15 Turkish villagers released after confronting security forces in ‘water war’
SİVAS – Doğan News Agency
AA photoFifteen villagers from the village of Tatar in the Central Anatolian province of Sivas, who had protested against security forces in order to prevent their spring water from being diverted elsewhere, have been released.
Their release comes after a protocol outlining the use of the water evenly among local villages was agreed upon.
The villagers of the Tatar, located in the Suşehri district of Sivas, hit headlines with images showing them targeted on Oct. 1 by gendarmerie forces using tear gas and a pressurized water-cannon vehicle. They had been protesting attempts by a construction company to enter the village to divert a spring water source, which the villagers used for irrigation, and build a system to use the water as tap water in three close villages. Eskimeşe, Gökçekent, and Akıncı.
Fifteen were detained for resisting the state’s security forces, while one gendarmerie soldier and three civilians were reported wounded.
A local court has since decided for their release, while a common protocol on determining the use of the water source was reached and undersigned by the heads of the four villages and Suşehri District Governor Kadir Perçi.

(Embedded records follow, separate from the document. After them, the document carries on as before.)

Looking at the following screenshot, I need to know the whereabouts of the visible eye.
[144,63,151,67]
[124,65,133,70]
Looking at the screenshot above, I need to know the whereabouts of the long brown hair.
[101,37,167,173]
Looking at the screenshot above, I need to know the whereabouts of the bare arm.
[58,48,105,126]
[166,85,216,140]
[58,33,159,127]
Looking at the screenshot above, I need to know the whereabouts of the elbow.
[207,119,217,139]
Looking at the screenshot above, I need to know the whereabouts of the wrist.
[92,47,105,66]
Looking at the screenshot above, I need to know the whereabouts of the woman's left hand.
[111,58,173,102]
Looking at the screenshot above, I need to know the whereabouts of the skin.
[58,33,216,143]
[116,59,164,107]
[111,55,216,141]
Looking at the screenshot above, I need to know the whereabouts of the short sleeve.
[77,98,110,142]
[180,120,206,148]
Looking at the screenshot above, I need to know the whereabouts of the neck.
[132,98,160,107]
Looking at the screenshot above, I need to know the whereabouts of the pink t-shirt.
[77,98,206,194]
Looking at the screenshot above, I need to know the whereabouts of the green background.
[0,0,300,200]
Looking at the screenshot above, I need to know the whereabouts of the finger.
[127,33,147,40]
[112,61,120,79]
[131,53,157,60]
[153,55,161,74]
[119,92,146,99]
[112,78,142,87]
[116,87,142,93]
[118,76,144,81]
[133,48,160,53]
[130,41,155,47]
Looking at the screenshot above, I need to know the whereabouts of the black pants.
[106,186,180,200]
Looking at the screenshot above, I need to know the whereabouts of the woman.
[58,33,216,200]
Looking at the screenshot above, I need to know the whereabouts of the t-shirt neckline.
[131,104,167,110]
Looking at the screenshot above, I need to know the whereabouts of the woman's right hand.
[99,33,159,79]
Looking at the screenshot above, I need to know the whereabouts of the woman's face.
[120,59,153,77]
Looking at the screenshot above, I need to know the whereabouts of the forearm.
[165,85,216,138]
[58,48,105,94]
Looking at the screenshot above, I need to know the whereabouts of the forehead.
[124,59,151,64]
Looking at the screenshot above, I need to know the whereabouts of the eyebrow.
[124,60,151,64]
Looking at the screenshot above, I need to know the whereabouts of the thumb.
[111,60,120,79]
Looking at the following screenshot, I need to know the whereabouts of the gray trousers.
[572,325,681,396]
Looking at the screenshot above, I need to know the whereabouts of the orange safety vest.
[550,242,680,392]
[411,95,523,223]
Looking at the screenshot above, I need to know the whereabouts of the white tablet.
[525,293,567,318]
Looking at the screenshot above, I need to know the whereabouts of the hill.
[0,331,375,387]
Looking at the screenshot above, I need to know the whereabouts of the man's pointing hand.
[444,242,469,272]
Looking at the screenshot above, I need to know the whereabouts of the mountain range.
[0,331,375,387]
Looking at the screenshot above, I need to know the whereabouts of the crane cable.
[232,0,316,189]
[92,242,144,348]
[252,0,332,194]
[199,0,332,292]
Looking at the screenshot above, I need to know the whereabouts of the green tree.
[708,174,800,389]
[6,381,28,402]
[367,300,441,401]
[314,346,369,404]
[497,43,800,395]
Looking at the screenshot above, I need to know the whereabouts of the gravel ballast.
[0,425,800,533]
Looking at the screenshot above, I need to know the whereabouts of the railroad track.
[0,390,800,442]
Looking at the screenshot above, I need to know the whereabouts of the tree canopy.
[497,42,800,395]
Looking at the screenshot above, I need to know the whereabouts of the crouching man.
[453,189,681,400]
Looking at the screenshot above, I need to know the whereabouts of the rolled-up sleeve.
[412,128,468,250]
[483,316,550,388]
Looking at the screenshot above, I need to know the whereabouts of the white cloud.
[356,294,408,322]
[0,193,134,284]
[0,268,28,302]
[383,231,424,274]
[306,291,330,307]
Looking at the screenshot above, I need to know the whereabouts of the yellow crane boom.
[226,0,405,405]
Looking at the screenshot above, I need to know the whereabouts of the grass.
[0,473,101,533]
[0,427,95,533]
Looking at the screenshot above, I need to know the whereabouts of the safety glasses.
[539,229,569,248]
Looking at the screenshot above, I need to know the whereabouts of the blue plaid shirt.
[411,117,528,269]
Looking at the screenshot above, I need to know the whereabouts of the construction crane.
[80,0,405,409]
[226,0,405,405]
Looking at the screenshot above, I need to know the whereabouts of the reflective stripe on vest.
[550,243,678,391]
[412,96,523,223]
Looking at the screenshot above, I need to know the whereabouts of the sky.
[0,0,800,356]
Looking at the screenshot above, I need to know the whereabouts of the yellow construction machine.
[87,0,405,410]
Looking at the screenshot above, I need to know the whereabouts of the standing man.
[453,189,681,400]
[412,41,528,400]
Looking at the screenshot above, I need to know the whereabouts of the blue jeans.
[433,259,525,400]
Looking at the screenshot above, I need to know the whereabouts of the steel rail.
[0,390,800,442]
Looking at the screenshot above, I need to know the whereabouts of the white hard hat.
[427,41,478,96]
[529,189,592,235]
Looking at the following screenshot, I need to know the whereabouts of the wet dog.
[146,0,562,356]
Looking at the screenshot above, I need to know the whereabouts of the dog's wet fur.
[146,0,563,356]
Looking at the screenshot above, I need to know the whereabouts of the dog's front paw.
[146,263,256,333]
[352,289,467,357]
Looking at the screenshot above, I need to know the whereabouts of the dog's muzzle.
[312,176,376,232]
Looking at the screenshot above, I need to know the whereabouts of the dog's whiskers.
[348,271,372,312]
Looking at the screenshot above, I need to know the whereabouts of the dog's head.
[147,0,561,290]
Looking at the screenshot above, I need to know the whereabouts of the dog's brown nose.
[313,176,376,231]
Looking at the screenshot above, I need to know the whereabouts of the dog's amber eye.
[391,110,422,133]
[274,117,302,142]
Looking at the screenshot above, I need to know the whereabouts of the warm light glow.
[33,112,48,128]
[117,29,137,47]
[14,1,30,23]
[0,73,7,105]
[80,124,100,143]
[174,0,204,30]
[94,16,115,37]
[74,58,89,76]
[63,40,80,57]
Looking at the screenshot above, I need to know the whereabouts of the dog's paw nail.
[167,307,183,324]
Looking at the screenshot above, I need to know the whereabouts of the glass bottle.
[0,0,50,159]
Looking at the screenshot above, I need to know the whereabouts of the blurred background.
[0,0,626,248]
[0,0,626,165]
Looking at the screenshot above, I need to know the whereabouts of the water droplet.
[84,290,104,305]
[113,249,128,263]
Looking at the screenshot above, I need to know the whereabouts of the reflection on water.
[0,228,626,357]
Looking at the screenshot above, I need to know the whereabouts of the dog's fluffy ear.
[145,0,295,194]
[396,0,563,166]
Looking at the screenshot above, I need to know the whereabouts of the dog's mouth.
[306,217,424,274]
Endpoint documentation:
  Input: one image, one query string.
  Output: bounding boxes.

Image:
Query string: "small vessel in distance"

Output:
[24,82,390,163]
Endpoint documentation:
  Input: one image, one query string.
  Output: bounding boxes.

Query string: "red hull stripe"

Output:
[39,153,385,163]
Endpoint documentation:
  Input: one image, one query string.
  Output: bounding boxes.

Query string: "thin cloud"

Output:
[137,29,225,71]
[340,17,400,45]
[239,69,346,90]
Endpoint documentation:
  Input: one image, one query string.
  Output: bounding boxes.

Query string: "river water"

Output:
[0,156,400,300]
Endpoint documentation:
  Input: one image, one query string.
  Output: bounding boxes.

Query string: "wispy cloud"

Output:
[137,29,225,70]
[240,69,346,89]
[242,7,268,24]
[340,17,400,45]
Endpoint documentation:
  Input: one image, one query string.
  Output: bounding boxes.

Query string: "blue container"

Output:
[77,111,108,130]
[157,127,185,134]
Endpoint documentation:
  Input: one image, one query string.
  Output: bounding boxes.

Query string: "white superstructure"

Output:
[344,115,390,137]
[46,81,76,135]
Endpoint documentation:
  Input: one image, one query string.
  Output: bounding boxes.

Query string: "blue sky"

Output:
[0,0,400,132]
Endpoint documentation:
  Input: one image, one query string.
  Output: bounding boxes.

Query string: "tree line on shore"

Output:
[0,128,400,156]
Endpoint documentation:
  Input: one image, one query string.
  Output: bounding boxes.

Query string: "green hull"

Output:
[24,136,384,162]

According to the agreement, a measure of the water removed from the source will be left for the use of Tatar villagers, while the rest will be used in a closed tap water system.
Yaşar Demir, the head of the Tatar Village Association, who returned after the incidents to the village from Istanbul, where he lives, said the locals were satisfied with the agreement.
“We have a relationship with the other villages. There has been reconciliation and we are good now. We hope there will be no further problems. We have achieved what we wanted,” Demir said.
Kıymet Daş, a 55-year-old villager who had bravely laid on the ground in front of the gendarmerie forces on Oct. 1 to prevent them crossing through Tatar, was among the 15 released on Oct. 4. She said she had taken on the security forces despite knowing she was not strong enough to resist alone.
“I was not expecting such an intervention. I never thought they would come at us with tear gas. Such incidents happen in big cities, I did not expect to happen in villages. I would have not laid down there if I had known,” said Daş, adding that she was a renal patient and did not want to give up the clean water she drank.
Villagers had halted the construction back in April by blocking the road to heavy-duty vehicles. The construction company returned in early October, this time with a gendarmerie escort.